The Grosvenor Cinema in the West End has put up a message on Facebook: "Could the owner of this piece of clothing found in screen 2 last night please put their sheepish hand up?"
The picture beneath shows a black bra.
Good working order
STEVEN Elder writes in: "My wife left a note on the fridge. It said: 'This isn't working anymore. I'm at the end of my tether. I'm away to stay at my mother's.'
"I opened the fridge. The light came on and the beer was cold. Nothing wrong with the fridge. Nae idea what she's on about."
Going for gold
AT last – there's a minor Olympics backlash stirring on Twitter. People are sick of hearing Olympians say how much work they've put in and going on about the sacrifices they've had to make. What do they want, a bloody medal?
NEDS are shaping up as Scotland's number one export. Our man Down Under gets in touch to ask if we know that there's a Ned Way in the Melbourne suburb of East Cranbourne. What's more, just a Buckfast bottle's throw away there's another street called Wild Scotchman Way. We're sure there's a story there.

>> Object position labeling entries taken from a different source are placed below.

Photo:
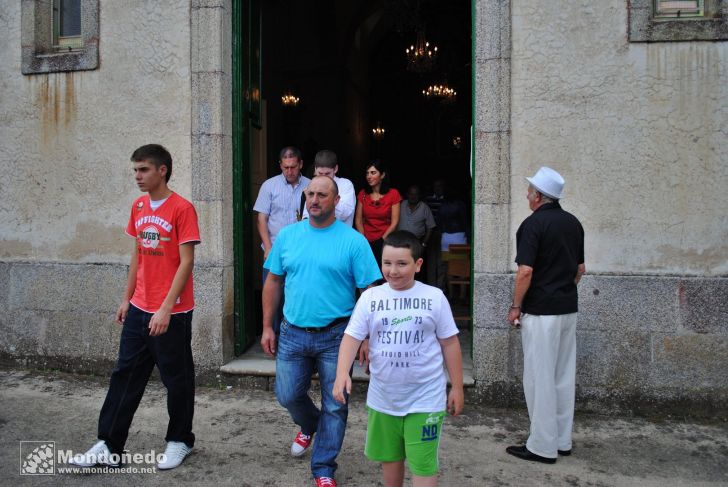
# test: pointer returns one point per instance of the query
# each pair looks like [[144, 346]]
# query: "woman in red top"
[[377, 208]]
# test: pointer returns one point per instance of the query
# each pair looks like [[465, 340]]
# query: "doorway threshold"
[[255, 363]]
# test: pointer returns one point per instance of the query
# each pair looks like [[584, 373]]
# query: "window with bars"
[[67, 24], [677, 20], [59, 35], [674, 9]]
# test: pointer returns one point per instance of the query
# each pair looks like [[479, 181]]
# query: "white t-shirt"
[[406, 363]]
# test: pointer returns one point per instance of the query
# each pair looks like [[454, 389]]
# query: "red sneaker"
[[300, 444], [325, 482]]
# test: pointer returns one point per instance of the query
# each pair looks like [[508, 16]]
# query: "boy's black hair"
[[403, 239], [156, 154]]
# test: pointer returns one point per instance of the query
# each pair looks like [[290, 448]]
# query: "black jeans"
[[138, 354]]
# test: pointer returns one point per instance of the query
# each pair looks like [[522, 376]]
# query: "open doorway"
[[347, 66]]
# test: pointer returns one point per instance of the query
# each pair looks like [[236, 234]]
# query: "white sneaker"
[[174, 454], [301, 443], [99, 454]]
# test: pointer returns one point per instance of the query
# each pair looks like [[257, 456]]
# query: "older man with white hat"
[[550, 258]]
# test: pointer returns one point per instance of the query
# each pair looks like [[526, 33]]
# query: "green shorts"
[[414, 437]]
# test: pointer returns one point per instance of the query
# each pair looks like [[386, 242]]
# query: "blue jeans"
[[298, 354]]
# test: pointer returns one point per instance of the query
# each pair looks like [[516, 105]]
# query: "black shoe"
[[524, 453]]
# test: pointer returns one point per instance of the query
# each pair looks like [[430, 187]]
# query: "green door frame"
[[244, 12]]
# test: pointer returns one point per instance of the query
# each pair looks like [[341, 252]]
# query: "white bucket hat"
[[548, 182]]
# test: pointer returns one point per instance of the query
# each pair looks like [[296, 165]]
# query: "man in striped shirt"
[[278, 203]]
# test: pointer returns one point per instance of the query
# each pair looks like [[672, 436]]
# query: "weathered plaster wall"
[[65, 142], [639, 131], [67, 137]]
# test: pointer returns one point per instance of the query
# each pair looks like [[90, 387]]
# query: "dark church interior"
[[347, 66]]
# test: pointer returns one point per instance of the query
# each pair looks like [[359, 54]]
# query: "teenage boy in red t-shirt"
[[156, 313]]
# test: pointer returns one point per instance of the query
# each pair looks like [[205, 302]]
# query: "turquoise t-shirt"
[[323, 267]]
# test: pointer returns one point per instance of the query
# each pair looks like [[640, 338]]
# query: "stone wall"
[[638, 131], [68, 185]]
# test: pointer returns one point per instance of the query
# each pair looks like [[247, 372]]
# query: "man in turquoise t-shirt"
[[323, 261]]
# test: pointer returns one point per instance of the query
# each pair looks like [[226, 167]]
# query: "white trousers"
[[549, 376]]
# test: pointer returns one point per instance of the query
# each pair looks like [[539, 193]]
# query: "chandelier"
[[378, 132], [421, 56], [289, 99], [440, 92]]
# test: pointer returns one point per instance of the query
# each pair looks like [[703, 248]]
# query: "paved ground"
[[243, 440]]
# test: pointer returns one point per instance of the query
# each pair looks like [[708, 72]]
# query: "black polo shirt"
[[551, 241]]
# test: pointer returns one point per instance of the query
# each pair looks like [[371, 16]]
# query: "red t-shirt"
[[159, 234], [377, 215]]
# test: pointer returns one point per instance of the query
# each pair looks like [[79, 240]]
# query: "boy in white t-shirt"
[[411, 330]]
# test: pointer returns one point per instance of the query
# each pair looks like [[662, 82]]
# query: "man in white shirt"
[[326, 164]]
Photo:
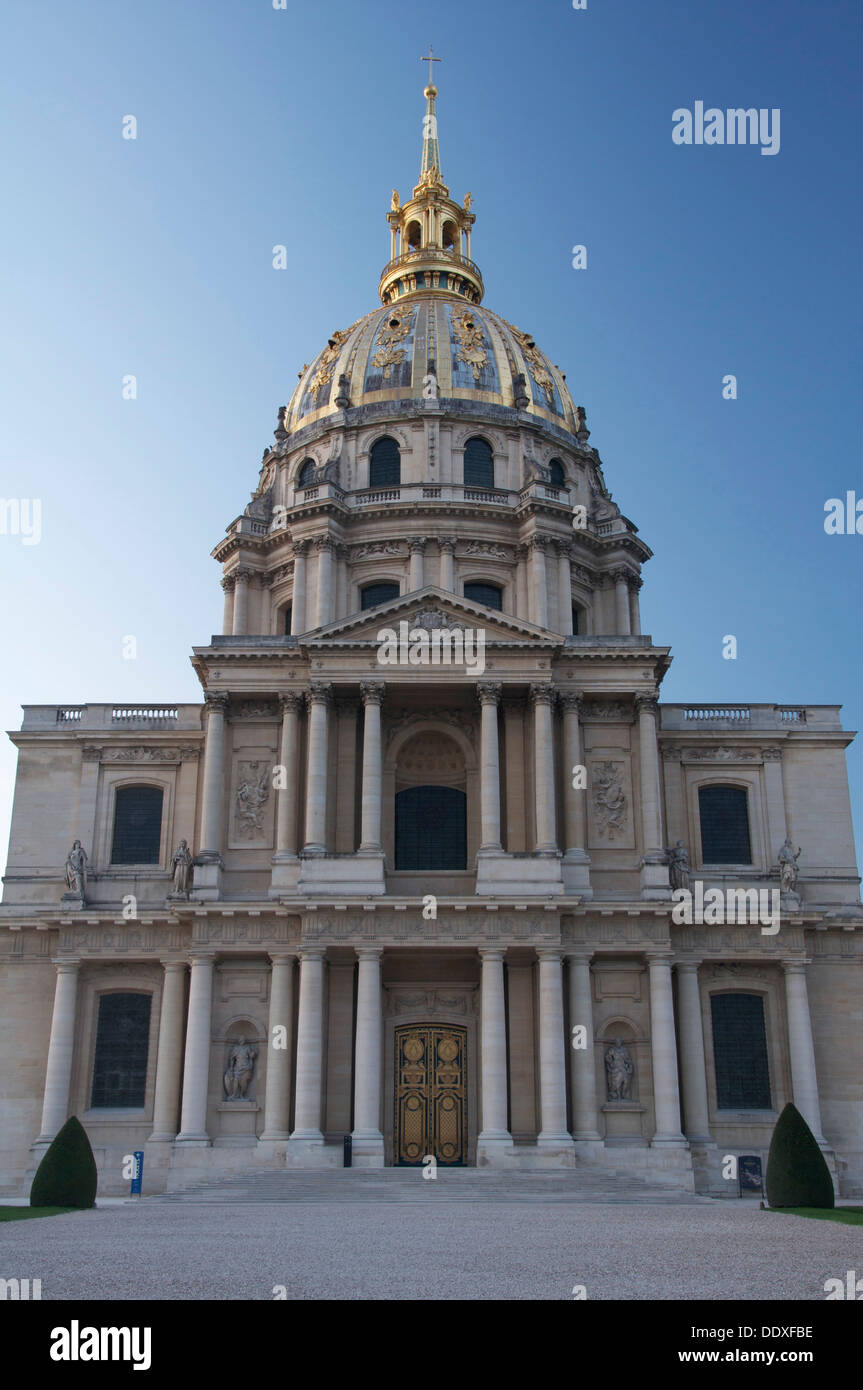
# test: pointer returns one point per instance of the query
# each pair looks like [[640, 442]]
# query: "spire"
[[431, 153]]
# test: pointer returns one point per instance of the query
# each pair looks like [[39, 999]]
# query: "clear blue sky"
[[260, 127]]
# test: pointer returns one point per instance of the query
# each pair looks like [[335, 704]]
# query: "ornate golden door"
[[431, 1093]]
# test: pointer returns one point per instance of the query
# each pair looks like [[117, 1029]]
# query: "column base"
[[530, 876], [349, 875], [207, 877], [367, 1148], [285, 876]]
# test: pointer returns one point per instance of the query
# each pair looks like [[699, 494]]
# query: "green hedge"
[[67, 1172], [796, 1172]]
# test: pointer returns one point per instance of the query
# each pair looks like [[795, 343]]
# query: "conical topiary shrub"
[[67, 1172], [796, 1172]]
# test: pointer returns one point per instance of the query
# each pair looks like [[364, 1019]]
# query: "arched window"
[[478, 463], [488, 594], [120, 1066], [431, 827], [136, 837], [740, 1052], [724, 819], [384, 463], [374, 594]]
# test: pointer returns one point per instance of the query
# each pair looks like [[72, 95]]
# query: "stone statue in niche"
[[678, 865], [181, 868], [77, 872], [609, 799], [250, 799], [241, 1068], [620, 1069], [788, 868]]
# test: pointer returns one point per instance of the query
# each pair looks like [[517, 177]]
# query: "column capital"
[[571, 701], [291, 702], [373, 692], [489, 692], [542, 694], [320, 692]]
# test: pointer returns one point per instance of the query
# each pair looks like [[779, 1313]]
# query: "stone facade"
[[300, 973]]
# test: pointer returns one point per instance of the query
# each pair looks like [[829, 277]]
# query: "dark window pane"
[[478, 464], [384, 463], [136, 826], [740, 1052], [431, 829], [375, 594], [724, 826], [120, 1069], [488, 594]]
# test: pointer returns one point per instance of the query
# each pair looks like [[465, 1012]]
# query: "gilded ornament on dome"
[[471, 344], [389, 353]]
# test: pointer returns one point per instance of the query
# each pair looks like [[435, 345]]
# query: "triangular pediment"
[[431, 608]]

On the other hand, maybe they just have a penchant for colourful street names. We also noticed a Flash Dan Drive and a Thunderbolt Drive in the same vicinity.
Take it easy
NICKNAMES. Robert Gibson says: "In Glasgow Airport we had a colleague who was called Kit Kat. Every time he was asked to do a job he was always 'having a break'."
Bob Mackie, recalling Yarrow's yard in the 1960s and 1970s, says there was an apprentice known as Murnie. Ask him to do something he didn't care for and he'd reply "Am 'urnie daein that." Across in the drawing-office, there was a character known as Heid First: largely because his signature on drawings or documents was R Slater. We suspect this one is a Glasgow classic, but it bears repeating.
Jane McKay, meantime, suggests the team leader known as The Boomerang for always saying: "I'll get back to you", and the department head who was nicknamed The Pawnbroker for repeatedly instructing his colleagues: "Just leave it with me."
All hands to the pump
OUR item on Fire Brigade stories prompts Gerard McElroy to relate his personal favourite. There was a big call-out in Glasgow one day and every appliance from around the west of Scotland rushed to help put out the fire. One fireman arrived and jumped off his vehicle. The fireman at the top of the ladder shouted: "Where are you from, mate?"
"Guyana," the man replied.
"That was quick," said the second fireman. "They're not even here from Partick yet."